Thursday, November 24, 2011

HP Workstation xw4100 Ubuntu Screen Resolution on Acer V173 Monitor

For the past several months I've been stuck with 1024x768 resolution on my monitor when using linux. To make matters worse, every time I tried to enable the proprietary Nvidia graphics driver, my maximum resolution would go down to 800x600. Talk about useless! At the resolution I literally can't do anything. So as I saw it at the time, the only options I have were to either buy a new computer and hope for the best, or go back to not using the graphics card and get used to the shitty 1024x768 resolution. Well I decided neither of those options work as
1. Buying a new computer would probably be a waste of money if I can figure this out myself
2. I've been stuck with this crappy resolution for too long, and besides I can't even play n64 roms without my graphics card. Now thats just depressing!
So I decided to invest however long it takes to figure out what was happening.

I went to System->administration->proprietary drivers and enabled the nvidia graphics driver. After resetting my computer I was stuck at the 800x600 resolution. When I looked into the resolution options for the driver I had the choice of either 800x600 or 640x480. Well thats just great...

So I went and checked my /etc/x11/xorg.conf file to see how things are configured. Turns out that it was pretty much a skeleton. It had a screen and monitor section as I recall but didn't specify the type of monitor, horizontal sync and vertical refresh rate, modelines, resolutions, etc. When I checked the /var/log/xorg.0.log I saw that the Extended Display Identification Data (EDID) was not found. This makes sense seeing that my xorg.conf file was pretty much empty. So I decided to research into the specs of my monitor to see if I could set these things manually. I found that the maximum resolution for my monitor is 1280x1024. Not bad! Now to see what it takes to get that resolution. I found the maximum horizontal sync and vertical refresh rates from the manual for the monitor.

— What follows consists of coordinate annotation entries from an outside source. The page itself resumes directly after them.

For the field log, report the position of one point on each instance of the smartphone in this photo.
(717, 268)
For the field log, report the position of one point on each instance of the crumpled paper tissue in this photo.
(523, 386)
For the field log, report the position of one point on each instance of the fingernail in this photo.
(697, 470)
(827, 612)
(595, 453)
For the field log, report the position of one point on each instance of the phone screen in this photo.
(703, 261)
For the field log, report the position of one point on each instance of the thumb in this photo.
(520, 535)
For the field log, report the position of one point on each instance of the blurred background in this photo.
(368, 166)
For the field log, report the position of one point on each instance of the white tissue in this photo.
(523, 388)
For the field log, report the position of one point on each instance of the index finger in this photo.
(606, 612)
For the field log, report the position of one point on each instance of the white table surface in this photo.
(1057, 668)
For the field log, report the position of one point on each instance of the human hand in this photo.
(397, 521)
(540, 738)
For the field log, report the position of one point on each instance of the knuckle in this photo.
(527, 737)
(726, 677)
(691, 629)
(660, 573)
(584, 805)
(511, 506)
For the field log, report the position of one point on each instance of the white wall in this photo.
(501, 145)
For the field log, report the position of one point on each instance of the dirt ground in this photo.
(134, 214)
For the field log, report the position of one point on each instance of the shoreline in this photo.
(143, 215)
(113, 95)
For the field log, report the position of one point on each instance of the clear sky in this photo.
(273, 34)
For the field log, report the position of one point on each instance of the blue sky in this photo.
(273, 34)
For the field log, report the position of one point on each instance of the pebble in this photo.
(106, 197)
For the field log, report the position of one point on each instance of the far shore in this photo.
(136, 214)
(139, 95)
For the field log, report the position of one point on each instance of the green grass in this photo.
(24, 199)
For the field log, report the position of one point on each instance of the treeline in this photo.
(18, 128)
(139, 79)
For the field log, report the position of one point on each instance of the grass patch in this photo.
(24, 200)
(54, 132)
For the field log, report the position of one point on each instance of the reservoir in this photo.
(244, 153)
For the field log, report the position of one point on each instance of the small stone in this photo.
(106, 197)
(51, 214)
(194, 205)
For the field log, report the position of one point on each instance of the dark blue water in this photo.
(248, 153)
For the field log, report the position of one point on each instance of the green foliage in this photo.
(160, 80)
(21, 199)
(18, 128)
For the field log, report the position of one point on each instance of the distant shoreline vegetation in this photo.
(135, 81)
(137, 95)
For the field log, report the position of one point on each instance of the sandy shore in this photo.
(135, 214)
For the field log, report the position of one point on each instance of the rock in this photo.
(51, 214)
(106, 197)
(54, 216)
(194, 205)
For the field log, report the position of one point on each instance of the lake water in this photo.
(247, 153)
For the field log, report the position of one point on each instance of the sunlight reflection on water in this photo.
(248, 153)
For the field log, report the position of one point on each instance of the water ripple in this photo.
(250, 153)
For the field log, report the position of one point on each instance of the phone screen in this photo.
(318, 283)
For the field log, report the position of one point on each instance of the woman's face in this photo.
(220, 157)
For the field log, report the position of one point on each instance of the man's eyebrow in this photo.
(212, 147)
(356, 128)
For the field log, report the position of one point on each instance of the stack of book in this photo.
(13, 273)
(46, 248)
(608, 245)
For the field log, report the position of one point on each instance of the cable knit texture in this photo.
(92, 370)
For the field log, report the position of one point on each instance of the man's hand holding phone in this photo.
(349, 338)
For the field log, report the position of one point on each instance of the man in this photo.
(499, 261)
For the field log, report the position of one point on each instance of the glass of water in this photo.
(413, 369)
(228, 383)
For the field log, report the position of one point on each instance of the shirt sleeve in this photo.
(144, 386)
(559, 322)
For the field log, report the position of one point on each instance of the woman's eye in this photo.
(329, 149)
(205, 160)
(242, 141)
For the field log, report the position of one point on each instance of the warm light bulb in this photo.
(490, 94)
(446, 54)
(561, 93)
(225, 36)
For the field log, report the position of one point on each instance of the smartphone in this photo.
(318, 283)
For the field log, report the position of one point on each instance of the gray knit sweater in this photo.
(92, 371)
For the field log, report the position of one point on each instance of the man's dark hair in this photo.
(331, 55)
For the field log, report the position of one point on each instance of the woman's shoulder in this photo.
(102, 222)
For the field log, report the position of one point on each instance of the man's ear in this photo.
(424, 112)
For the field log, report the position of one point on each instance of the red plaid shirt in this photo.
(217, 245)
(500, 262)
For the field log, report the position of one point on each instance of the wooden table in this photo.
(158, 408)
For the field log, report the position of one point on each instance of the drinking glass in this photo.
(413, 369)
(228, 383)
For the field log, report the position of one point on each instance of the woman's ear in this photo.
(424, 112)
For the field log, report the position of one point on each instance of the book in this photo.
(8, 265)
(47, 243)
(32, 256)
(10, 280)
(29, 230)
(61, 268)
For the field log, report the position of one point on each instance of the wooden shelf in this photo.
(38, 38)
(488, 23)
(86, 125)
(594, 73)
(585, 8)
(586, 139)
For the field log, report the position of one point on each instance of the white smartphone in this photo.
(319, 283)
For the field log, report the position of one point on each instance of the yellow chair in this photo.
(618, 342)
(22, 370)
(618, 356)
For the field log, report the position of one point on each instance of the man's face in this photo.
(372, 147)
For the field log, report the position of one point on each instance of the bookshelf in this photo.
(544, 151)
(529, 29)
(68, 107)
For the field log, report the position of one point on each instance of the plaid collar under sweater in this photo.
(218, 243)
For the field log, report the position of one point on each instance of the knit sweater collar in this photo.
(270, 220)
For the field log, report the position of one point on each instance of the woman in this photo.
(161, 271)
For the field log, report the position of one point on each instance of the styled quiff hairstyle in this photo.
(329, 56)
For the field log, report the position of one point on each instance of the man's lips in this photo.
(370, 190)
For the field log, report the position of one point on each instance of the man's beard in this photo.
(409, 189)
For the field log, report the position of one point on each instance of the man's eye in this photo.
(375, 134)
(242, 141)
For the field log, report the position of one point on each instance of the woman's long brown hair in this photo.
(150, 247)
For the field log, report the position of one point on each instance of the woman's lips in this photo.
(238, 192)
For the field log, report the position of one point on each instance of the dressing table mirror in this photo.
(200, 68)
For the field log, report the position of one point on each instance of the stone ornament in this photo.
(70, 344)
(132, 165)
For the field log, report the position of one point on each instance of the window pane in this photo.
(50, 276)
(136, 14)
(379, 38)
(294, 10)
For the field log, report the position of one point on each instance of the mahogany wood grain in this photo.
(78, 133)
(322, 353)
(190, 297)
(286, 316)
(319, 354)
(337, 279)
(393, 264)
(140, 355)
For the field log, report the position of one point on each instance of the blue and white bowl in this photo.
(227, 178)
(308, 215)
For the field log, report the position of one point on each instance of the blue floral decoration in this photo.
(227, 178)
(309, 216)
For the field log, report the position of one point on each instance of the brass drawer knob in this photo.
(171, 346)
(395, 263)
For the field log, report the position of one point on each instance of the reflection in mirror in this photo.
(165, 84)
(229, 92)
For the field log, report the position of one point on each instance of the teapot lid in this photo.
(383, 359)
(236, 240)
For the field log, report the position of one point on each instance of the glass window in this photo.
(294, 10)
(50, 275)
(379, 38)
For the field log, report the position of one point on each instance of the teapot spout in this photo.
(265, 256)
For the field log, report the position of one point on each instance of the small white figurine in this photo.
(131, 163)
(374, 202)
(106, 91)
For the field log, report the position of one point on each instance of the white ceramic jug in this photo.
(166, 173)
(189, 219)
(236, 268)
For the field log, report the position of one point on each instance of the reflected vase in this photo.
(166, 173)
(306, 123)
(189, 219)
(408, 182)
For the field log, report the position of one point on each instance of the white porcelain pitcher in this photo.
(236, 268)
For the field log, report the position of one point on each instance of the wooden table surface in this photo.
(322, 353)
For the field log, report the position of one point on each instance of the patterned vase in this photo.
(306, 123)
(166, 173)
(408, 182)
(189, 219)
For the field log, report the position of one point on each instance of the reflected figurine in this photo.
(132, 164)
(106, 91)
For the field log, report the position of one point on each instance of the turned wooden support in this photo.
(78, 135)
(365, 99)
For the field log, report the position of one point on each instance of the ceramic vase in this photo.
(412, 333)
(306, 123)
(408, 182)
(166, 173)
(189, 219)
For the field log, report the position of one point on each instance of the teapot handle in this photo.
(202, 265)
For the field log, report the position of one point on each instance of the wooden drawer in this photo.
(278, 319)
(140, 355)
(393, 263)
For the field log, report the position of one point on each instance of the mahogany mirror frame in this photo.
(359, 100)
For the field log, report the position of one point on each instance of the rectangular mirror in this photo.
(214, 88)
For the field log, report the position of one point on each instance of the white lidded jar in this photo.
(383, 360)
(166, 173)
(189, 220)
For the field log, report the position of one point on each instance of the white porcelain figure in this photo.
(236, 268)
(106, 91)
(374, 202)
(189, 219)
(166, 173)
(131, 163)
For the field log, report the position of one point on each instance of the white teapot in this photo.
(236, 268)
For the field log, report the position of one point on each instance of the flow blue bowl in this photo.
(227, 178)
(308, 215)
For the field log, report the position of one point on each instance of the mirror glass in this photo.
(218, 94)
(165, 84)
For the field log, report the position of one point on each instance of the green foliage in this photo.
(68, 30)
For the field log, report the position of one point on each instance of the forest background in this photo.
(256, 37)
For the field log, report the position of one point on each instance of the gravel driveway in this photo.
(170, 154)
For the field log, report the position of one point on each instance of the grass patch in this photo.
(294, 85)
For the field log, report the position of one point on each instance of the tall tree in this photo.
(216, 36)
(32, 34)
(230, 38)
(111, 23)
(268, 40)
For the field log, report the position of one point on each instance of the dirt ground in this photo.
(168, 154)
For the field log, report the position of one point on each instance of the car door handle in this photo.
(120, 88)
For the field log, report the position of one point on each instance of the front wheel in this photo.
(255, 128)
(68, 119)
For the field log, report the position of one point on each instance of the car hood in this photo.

The next step was to try using xrandr to change the resolution. When I run xrandr I got that the only option is 800x600. I obviously want to create a mode for 1280x1024 so I typed:

cvt 1280 1024

and got the resulting modeline output for my screen. So I then added the new mode using:

xrandr --newmode <pasted output of cvt command here>

When I checked my output of xrandr it told me the output was named "default". So the next step is to add the mode to the "default" output:

xrandr --addmode <name of output> <name of mode>

Now to set the output resolution:

xrandr --output <output name> --mode<mode name>

Unfortunately this wouldn't work because it said my screen resolution was capped to 800x600. Crap!!

So I now tried something insanely basic: run the command to configure nvidia. I typed:


Lo and behold, this changed my xorg.conf file to have a bunch of useful information. I pasted in the modeline I got earlier and changed the hsync and vertical refresh to the maximum for my monitor. I reset my computer and its in the maximum resolution and looks great! So all in all I found that sometimes the solution to a problem can indeed be much simpler than expected.